Towards Automatic Linearization via SMT Solving
Jian Cao, Liyong Lin, Lele Li
TL;DR
This work addresses automatic verification and synthesis of reductions to enable linearization of nonlinear optimization models, reducing reliance on error-prone manual transformations. It formalizes reductions as an $\exists^* \forall^*$ synthesis problem and solves it with an SMT-based counter-example guided inductive synthesis (CEGIS) loop under bounded synthesis, introducing an $ (l,k) $-linearization with coefficient matrix $X$. Motivating examples, such as $c=\max\{a,b\}$ and $c=ab$, illustrate how nonlinear predicates can be represented via linear inequalities and auxiliary Booleans, with correctness framed as SMT-verifiable conditions.
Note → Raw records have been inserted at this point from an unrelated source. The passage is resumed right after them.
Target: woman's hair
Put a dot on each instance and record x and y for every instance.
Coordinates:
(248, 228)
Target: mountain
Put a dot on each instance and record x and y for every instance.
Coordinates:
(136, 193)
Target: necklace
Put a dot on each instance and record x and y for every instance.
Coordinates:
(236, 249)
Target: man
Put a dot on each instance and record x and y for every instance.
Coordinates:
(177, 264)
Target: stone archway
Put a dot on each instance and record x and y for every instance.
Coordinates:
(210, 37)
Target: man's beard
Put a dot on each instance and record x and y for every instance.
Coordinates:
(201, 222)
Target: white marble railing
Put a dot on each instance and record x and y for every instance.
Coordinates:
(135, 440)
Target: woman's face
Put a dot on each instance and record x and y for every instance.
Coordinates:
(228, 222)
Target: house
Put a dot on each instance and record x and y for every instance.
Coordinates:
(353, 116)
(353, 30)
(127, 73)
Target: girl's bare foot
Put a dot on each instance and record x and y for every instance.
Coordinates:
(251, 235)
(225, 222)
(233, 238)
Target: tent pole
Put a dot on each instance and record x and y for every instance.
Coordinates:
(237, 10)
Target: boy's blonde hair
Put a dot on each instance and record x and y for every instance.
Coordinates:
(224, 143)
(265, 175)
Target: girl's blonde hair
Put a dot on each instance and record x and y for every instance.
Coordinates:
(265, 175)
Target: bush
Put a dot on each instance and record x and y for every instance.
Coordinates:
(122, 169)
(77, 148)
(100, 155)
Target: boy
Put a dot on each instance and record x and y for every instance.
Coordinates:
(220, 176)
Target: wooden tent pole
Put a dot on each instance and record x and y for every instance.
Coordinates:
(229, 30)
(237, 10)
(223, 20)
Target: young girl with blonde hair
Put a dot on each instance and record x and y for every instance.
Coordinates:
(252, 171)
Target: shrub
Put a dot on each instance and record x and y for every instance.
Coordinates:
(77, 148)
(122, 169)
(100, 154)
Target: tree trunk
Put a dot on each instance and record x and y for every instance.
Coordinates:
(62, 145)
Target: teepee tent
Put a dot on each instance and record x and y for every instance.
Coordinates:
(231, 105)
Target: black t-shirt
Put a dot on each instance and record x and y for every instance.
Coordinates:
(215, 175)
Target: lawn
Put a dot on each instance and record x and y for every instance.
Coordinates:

The main contributions include reducing bounded verification to SMT, applying CEGIS to synthesize optimal reductions, and discussing practical limitations and future work toward approximate synthesis for larger nonlinear models. Overall, the approach promises more reliable automated linearization of nonlinear models for solvers that require linear or piecewise-linear representations, with potential impact on optimization workflows in engineering and operations research.
Abstract
Mathematical optimization is ubiquitous in modern applications. However, in practice, we often need to use nonlinear optimization models, for which the existing optimization tools such as Cplex or Gurobi may not be directly applicable and an (error-prone) manual transformation often has to be done. Thus, to address this issue, in this paper we investigate the problem of automatically verifying and synthesizing reductions, the solution of which may allow an automatic linearization of nonlinear models. We show that the synthesis of reductions can be formulated as an $\exists^* \forall^*$ synthesis problem, which can be solved by an SMT solver via the counter-example guided inductive synthesis approach (CEGIS).